REIT Column: Equity REITs Adopt ‘Build-Over-Buy’ Strategy

By Steven Marks, Head of U.S. REITs, Fitch Ratings: Why REITs are favoring development over acquisitions in 2016—and whether they should.

By Steven Marks, Head of U.S. REITs, Fitch Ratings

Steven-Marks_800x600The drive for higher earnings is a constant for U.S. equity REITs, and this year is no different. However, earnings will come less from acquisitions and more from development. While this ‘build-over-buy’ approach began in earnest last year, it will pick up steam in 2016.

REITs are increasingly focusing on new development to drive earnings in the context of competitive acquisition market pricing. Strong property fundamentals and successful recent projects have also caused some companies to moderately increase their appetite for speculative development projects. Most management teams believe that building offers risk-adjusted returns superior to buying in the context of aggressive direct-market acquisition cap rates. While accretive, though, Fitch generally views later-cycle development as having execution and funding risks.

Issuers will retain access to low all-in-cost secured and unsecured debt, despite expectations of increasing short-term interest rates.
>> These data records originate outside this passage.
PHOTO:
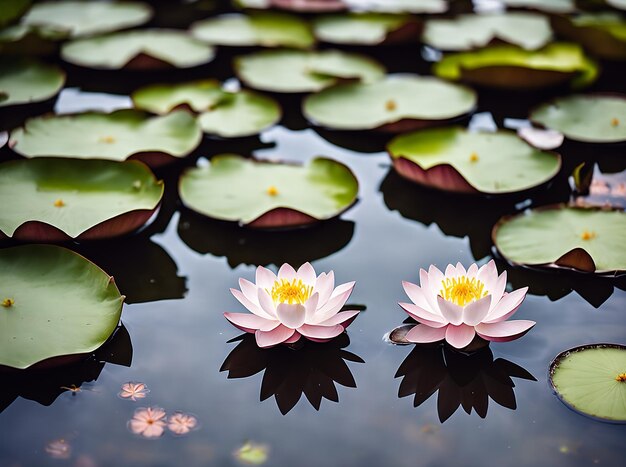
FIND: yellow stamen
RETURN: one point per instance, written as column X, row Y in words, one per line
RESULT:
column 462, row 290
column 586, row 235
column 294, row 291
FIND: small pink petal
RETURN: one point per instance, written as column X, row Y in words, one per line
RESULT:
column 452, row 313
column 504, row 331
column 422, row 334
column 460, row 336
column 273, row 337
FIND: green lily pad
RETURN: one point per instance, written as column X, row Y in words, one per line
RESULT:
column 591, row 379
column 582, row 239
column 222, row 113
column 512, row 67
column 49, row 199
column 85, row 18
column 529, row 31
column 396, row 103
column 138, row 50
column 24, row 81
column 116, row 136
column 365, row 28
column 591, row 118
column 266, row 194
column 262, row 29
column 54, row 303
column 299, row 71
column 455, row 159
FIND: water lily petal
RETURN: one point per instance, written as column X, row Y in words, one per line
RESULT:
column 460, row 336
column 476, row 311
column 275, row 336
column 504, row 331
column 422, row 334
column 291, row 315
column 452, row 313
column 507, row 306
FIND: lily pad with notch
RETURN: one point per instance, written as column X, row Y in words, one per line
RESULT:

The property transaction market remains robust, which should enable companies to fund growth initiatives and improve portfolio quality via asset sales. Equity issuance to fund acquisitions and development will be limited at best, given the NAV discount at which most REITs trade. Furthermore, the public unsecured bond market is increasingly distinguishing among issuers with respect to borrowing cost and access.

One facet of the U.S. REIT sector not likely to change to any degree in 2016 will be leverage. Proceeds from dispositions will likely be redeployed toward acquisitions, development or share repurchases, and equity issuance will be episodic. Any deleveraging will likely be organic.

REIT inaugural public bond offerings are also unlikely this year. There have been no REIT IPOs since March, and they are not likely to return until bond investors and issuers can resolve the change of control stalemate. Potential inaugural issuers unable or unwilling to access the public bond markets have obtained funding via other sources of unsecured capital, such as private placement bonds and the bank term loan market.